The growth of the Internet of Things (IoT) has seen substantial momentum in the last two years.
With Gartner predicting that 21 billion active devices will be in use by 2020, and massive growth in wearable, non-computing devices and business to business (B2B) IoT technology, the prospects for the sector are extremely healthy.
One subset of the IoT that has seen substantial growth is internet-enabled surveillance cameras. According to researchers MarketsandMarkets, the value of the video surveillance applications market will grow to $25.5 billion by the end of 2016. IP cameras are selling well for consumer and business uses. Everything from keeping an eye on the kids, the nanny and the wildlife in the garden, through to monitoring shops, offices and car parks will be possible.
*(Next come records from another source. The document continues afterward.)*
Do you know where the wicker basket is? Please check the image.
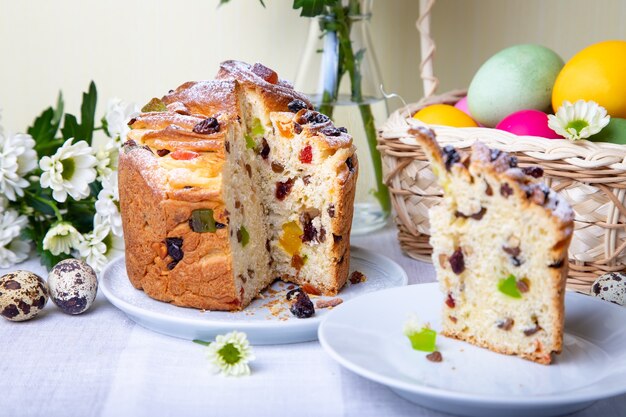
[378,0,626,292]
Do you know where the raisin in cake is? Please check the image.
[119,61,358,310]
[415,125,574,364]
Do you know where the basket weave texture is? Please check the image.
[378,0,626,292]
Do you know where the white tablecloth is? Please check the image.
[0,227,626,417]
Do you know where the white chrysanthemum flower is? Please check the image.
[43,222,83,256]
[96,173,123,236]
[548,100,611,140]
[91,132,119,181]
[76,214,124,272]
[208,331,255,376]
[0,129,37,201]
[0,206,30,268]
[104,98,139,144]
[39,139,98,203]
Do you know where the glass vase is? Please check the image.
[295,0,391,235]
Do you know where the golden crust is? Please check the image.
[216,60,313,113]
[410,127,574,364]
[118,147,241,310]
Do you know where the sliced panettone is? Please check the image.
[119,61,357,310]
[414,125,574,364]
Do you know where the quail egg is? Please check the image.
[0,271,48,321]
[48,259,98,314]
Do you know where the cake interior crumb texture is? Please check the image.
[119,61,358,310]
[412,127,573,364]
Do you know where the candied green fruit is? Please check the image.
[189,209,217,233]
[141,97,167,113]
[498,274,522,298]
[250,117,265,137]
[406,327,437,352]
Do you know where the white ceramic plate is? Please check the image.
[100,247,408,345]
[319,283,626,417]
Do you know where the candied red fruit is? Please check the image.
[300,145,313,164]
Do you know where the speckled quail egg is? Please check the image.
[0,271,48,321]
[591,272,626,306]
[48,259,98,314]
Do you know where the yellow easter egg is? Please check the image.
[413,104,478,127]
[552,40,626,118]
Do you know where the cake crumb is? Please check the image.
[315,298,343,308]
[426,350,443,362]
[350,271,367,284]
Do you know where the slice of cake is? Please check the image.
[119,61,358,310]
[414,129,574,364]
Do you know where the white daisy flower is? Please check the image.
[39,139,98,203]
[0,204,30,268]
[207,331,255,376]
[43,222,83,256]
[91,132,119,181]
[104,98,139,144]
[96,172,123,236]
[76,214,124,272]
[0,128,37,201]
[548,100,611,140]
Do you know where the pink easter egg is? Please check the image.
[496,110,563,139]
[454,96,483,127]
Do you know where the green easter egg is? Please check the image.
[467,44,564,127]
[589,117,626,144]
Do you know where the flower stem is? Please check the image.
[333,1,391,213]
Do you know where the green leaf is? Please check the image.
[217,343,241,365]
[354,48,366,67]
[52,91,65,127]
[293,0,341,17]
[498,274,522,298]
[24,193,57,217]
[100,116,111,137]
[250,117,265,137]
[76,81,98,145]
[61,114,81,140]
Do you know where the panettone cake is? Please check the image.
[119,61,358,310]
[415,128,574,364]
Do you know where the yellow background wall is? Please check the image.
[0,0,626,131]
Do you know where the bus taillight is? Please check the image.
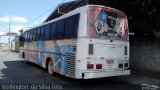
[124,63,129,67]
[119,63,123,68]
[96,64,102,69]
[88,44,93,55]
[87,64,94,69]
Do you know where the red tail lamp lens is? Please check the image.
[119,63,123,68]
[87,64,94,69]
[96,64,102,69]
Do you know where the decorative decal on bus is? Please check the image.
[88,6,129,40]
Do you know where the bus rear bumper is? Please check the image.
[83,70,130,79]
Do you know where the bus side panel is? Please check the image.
[21,39,77,78]
[45,39,76,78]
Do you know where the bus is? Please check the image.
[20,5,130,79]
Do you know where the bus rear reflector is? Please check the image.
[87,64,94,69]
[124,63,129,67]
[96,64,102,69]
[119,63,123,68]
[88,44,93,55]
[124,46,127,55]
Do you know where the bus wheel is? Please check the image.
[48,60,54,75]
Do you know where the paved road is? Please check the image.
[0,52,141,90]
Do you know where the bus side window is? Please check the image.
[36,28,41,41]
[40,26,45,40]
[74,14,80,38]
[27,31,30,41]
[56,19,65,39]
[64,17,75,38]
[49,23,57,40]
[45,24,51,40]
[25,32,27,41]
[33,29,37,41]
[30,30,34,41]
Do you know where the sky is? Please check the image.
[0,0,73,43]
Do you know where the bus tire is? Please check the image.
[47,60,54,75]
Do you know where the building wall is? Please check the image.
[130,38,160,72]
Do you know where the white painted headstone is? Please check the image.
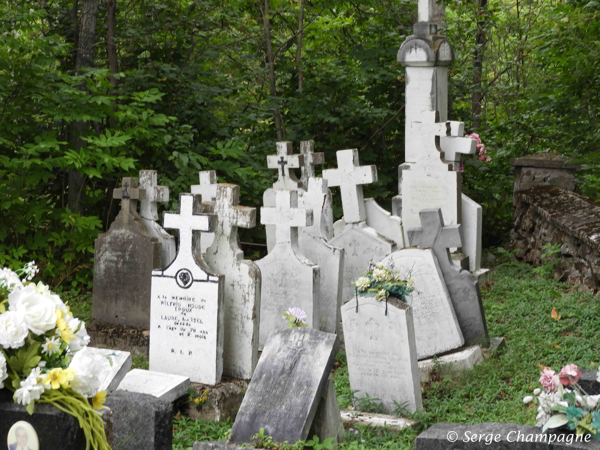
[140,170,177,267]
[150,194,224,384]
[256,190,320,348]
[381,248,465,359]
[202,184,261,380]
[342,295,423,413]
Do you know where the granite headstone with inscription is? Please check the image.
[342,295,423,413]
[231,328,336,443]
[150,194,224,385]
[92,178,160,329]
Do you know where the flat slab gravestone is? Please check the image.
[92,178,160,330]
[408,208,489,346]
[202,184,261,380]
[140,170,177,268]
[231,328,336,443]
[149,194,224,385]
[256,191,320,348]
[298,178,344,334]
[342,295,423,413]
[117,369,190,402]
[381,248,465,359]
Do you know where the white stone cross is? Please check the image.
[214,183,256,246]
[300,141,325,189]
[267,141,304,189]
[191,170,217,202]
[323,149,377,224]
[260,190,313,245]
[113,177,146,223]
[140,170,169,220]
[163,194,217,259]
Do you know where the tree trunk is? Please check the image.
[263,0,283,141]
[69,0,100,212]
[471,0,487,131]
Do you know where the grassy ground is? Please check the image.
[166,255,600,450]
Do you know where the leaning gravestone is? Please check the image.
[202,184,261,380]
[231,328,336,443]
[92,178,160,329]
[323,149,396,301]
[342,295,423,413]
[381,248,465,360]
[298,178,344,335]
[150,194,224,385]
[256,191,320,348]
[408,208,488,346]
[140,170,177,268]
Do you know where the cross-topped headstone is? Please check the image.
[140,170,169,220]
[113,177,146,223]
[267,141,304,189]
[300,141,325,189]
[408,208,488,345]
[260,191,313,245]
[323,149,377,224]
[191,170,217,202]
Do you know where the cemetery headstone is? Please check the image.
[140,170,177,267]
[256,190,320,348]
[342,295,423,413]
[323,149,396,301]
[202,184,261,380]
[92,178,160,329]
[231,328,336,443]
[298,178,344,334]
[408,208,488,346]
[380,248,465,360]
[150,194,224,385]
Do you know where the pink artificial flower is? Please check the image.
[558,364,581,386]
[540,369,560,392]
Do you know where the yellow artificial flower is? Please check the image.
[92,391,106,409]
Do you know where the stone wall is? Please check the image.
[511,186,600,293]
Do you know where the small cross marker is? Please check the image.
[113,177,146,223]
[260,190,313,246]
[323,149,377,223]
[300,141,325,189]
[267,141,304,189]
[140,170,169,220]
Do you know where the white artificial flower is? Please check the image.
[0,352,8,389]
[68,316,90,352]
[42,337,60,356]
[0,311,29,348]
[8,284,56,334]
[69,350,111,398]
[0,267,23,292]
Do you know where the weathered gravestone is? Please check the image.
[408,208,489,346]
[150,194,224,384]
[140,170,177,268]
[381,248,465,359]
[298,178,344,334]
[342,295,423,413]
[256,191,320,347]
[342,295,423,413]
[202,184,261,380]
[323,149,396,301]
[231,328,336,443]
[92,178,160,329]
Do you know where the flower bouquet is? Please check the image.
[0,262,110,450]
[523,364,600,440]
[352,263,415,302]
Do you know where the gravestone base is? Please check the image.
[419,345,483,383]
[87,324,150,359]
[342,409,419,433]
[181,378,248,422]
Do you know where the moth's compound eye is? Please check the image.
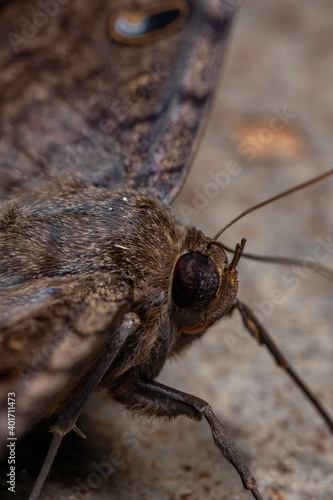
[172,253,220,310]
[109,0,189,45]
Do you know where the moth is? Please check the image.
[1,2,329,498]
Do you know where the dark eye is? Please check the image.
[172,253,220,310]
[109,0,189,44]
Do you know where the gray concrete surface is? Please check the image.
[3,0,333,500]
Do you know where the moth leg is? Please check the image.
[29,317,133,500]
[231,299,333,432]
[117,379,262,500]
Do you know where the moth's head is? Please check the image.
[172,234,245,334]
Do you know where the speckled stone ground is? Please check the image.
[2,0,333,500]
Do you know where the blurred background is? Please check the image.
[3,0,333,500]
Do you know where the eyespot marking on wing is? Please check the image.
[109,0,189,45]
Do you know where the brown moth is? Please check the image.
[1,2,330,498]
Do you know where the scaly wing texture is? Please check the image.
[0,0,233,200]
[0,274,132,451]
While standalone IP-enabled cameras represent a growth area for IoT, they also represent a potentially serious security risk for any network they are attached to. IoT is not only bringing far more devices into the network, but these devices very rarely get patches and updates. This means that vulnerabilities can be left unaddressed for months or even years. Likewise, these devices are unlikely to be protected by traditional signature based defenses and will almost certainly be unable to run client-based end-point security solutions.
If IP-enabled camera software and firmware is not regularly updated to address known vulnerabilities then they are left open to exploitation. One major concern about the explosion in IoT embedded devices is whether manufacturers will raise their game and support the embedded software side of things as long and as vigorously as, say, a PC operating system vendor does.
We must not forget that these devices are basically mini computers and have a significantly longer working life. Therefore, they need the same level of oversight and on-going vulnerability maintenance afforded to any other computing device. With limited storage and memory, it is seldom viable to embed anti-virus technology or advanced firewalls into the devices themselves, so the wider network needs to be robust enough to protect them from outsider threats.
To illustrate the potential risks, a Vectra Networks Threat Labs researcher hacked a domestic, off-the-shelf Wi-Fi camera to prove the point. The readily-available $30 camera had vulnerabilities that the researcher was able to identify and then exploit in order to breach the unit and reprogram it to be both a camera and a network proxy gateway, allowing unrestricted access into and out of the network it was attached to.
In a purely consumer environment, this immediately throws up major privacy and potential child safety concerns, as well as network security issues. In a business context, the situation is further amplified. Not only are digital assets, resources and user in the camera’s environment potentially at risk (as the camera owner can no longer ensure that privacy is maintained), but that camera is now a permanent back door into the network, allowing the hacker to come and go as they please, with free access to the network the camera is attached to.
That hacker could sit on that network and gather traffic for a prolonged period of time, harvesting high-value data. Or they might use the camera as a means to orchestrate more developed internal attacks to delete, modify or steal useful data from storage and application servers.
Other consumer-grade IoT products like this camera can be hacked and reprogrammed in a similar manner. For example, Vectra Networks researchers also recently performed an in-depth analysis of vulnerabilities found in a common Belkin wireless repeater, which could also be compromised in a similar way by an external entity.
IoT opens the door to many new, innovated ways to create value and services across the internet. At the same time IoT also exponentially increases an organization’s attack surface. This is why organizations that embrace the IoT need to supplement traditional security with behavior-based models of threat detection. It’s fast becoming the best way to detect an active threat or attack regardless of the type of device that was first infected.
Using behavior-based analysis, if any of these devices begin scanning the network, spreading malware or creating covert connections out to hacker sites to funnel data, that activity immediately generates alerts. Behavior-based threat detection can deliver network-wide unified security without the bottle-neck of out-of-date threat databases, which is something that signature-based security solutions alone cannot achieve.
Stopping every unknown exploit against a non-PC device is impossible. Devices such as Wi-Fi access points, heating controllers, cameras, vending machines, or any of the thousands of other B2B and consumer devices on the growing IoT market pose a potential IT security threat. It is not realistic to profile all of these devices or create signatures for normal and abnormal activity.
With Gartner predicting that 21 billion active devices will be in use by 2020, and massive growth in wearable, non-computing devices and B2B IoT technology, the prospects for the sector are extremely healthy.